One display stopped me in my tracks- a Klu Klux Klan robe. All week long I had seen videos of the KKK. But seeing the robe in person was arresting and revolting.
Sadly, we were reminded last Friday that this is not a thing of the past. Indeed, our entire trip challenged us to acknowledge that the white supremacy which was the root of slavery is very much present in our world today as white nationalism.
We mourn with our Muslim brothers and sisters and condemn the New Zealand attack. Now as they bury their dead, we pray for those families to know comfort even as we must hold on to our outrage and turn it to action.
Friday’s attack was on mosques. In October, it was a shul in Pittsburg. And the two are intimately linked. I don’t want to take away from the tragedy Muslims around the world are feeling. But I want to share with you the theory of long-time civil rights strategist, Eric Ward. In his essay, “Skin in the Game: How Antisemitism Animates White Nationalism,” Ward argues that “antisemitism forms the theoretical core of white nationalism.” At first, this notion seemed exaggerated to me. But Ward is compelling.
Through years of research, including infiltrating white nationalist meetings, Ward has come to understand that in the white nationalist imagination, Jews are the race that presents the greatest existential threat to Whiteness. By controlling banking, entertainment, government, etc., Jews have disposed white people through their support of blacks, immigrants, Muslims, and the LGBTQ population.

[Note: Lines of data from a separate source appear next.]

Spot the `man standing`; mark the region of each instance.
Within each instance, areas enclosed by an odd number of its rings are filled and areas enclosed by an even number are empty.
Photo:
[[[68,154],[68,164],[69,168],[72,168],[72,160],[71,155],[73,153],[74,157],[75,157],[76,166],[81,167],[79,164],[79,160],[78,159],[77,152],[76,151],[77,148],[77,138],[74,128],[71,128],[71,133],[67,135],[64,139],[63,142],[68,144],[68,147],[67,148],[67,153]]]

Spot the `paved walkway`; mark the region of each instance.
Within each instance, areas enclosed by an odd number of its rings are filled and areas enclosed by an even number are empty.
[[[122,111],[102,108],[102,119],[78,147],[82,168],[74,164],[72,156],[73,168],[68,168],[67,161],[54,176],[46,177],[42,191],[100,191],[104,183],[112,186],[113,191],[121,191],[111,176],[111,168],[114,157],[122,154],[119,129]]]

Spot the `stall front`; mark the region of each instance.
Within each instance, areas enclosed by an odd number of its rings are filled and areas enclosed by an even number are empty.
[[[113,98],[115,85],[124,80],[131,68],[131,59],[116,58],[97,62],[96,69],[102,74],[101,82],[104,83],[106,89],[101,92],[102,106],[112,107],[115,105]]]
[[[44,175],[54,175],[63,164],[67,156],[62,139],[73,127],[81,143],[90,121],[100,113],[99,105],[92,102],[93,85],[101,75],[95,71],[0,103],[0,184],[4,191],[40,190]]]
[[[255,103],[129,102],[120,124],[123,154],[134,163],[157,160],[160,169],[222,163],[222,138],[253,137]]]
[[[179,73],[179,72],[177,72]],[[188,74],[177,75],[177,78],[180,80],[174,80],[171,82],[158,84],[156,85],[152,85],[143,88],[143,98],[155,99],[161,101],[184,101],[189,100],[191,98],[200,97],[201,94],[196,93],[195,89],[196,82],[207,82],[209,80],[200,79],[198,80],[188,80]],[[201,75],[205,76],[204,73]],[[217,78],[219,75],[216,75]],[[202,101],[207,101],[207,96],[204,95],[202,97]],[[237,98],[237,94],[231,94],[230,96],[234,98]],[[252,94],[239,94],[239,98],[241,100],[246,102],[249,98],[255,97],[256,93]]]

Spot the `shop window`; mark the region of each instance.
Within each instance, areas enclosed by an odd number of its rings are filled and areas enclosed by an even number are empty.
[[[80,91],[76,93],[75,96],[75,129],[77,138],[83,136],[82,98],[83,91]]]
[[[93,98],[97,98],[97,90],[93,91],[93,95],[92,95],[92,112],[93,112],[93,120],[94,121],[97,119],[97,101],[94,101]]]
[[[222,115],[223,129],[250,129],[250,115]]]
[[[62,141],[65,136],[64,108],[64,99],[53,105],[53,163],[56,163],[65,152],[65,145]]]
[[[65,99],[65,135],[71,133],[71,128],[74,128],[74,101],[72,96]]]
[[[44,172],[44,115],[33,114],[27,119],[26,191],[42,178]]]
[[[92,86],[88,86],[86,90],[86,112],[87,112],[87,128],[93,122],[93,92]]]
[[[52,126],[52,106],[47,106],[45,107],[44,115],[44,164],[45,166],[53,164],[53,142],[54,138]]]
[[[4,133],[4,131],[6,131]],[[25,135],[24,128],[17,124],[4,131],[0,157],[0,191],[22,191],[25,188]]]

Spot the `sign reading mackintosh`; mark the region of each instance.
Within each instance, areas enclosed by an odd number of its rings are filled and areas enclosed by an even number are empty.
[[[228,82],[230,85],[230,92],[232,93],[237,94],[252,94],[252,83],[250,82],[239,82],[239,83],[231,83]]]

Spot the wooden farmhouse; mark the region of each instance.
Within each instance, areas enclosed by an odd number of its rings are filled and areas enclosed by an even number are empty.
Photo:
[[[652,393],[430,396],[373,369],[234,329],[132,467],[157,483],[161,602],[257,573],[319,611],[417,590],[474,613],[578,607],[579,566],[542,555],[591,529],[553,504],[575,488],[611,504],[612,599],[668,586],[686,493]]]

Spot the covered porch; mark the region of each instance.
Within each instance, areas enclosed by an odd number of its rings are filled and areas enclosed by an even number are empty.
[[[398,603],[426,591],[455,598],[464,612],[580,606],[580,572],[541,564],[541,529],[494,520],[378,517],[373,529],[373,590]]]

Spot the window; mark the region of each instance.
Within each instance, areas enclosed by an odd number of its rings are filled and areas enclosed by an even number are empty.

Ward concludes, “within this ideological matrix, Jews—despite and indeed because of the fact that they often read as White—are a different, unassimilable, enemy race that must be exposed, defeated, and ultimately eliminated. Antisemitism, I discovered, is a particular and potent form of racism so central to White supremacy that Black people would not win freedom without tearing it down.”
There is much to unpack here. I encourage you to attend the upcoming three part-sessions sponsored by The Well and the JCRC on antisemitism. Read Deborah Lipstadt’s new book, Antisemitism: Here and Now and join this critical discussion beginning April 11.
We pray for shalom/salaam and comfort for New Zealanders and our world over.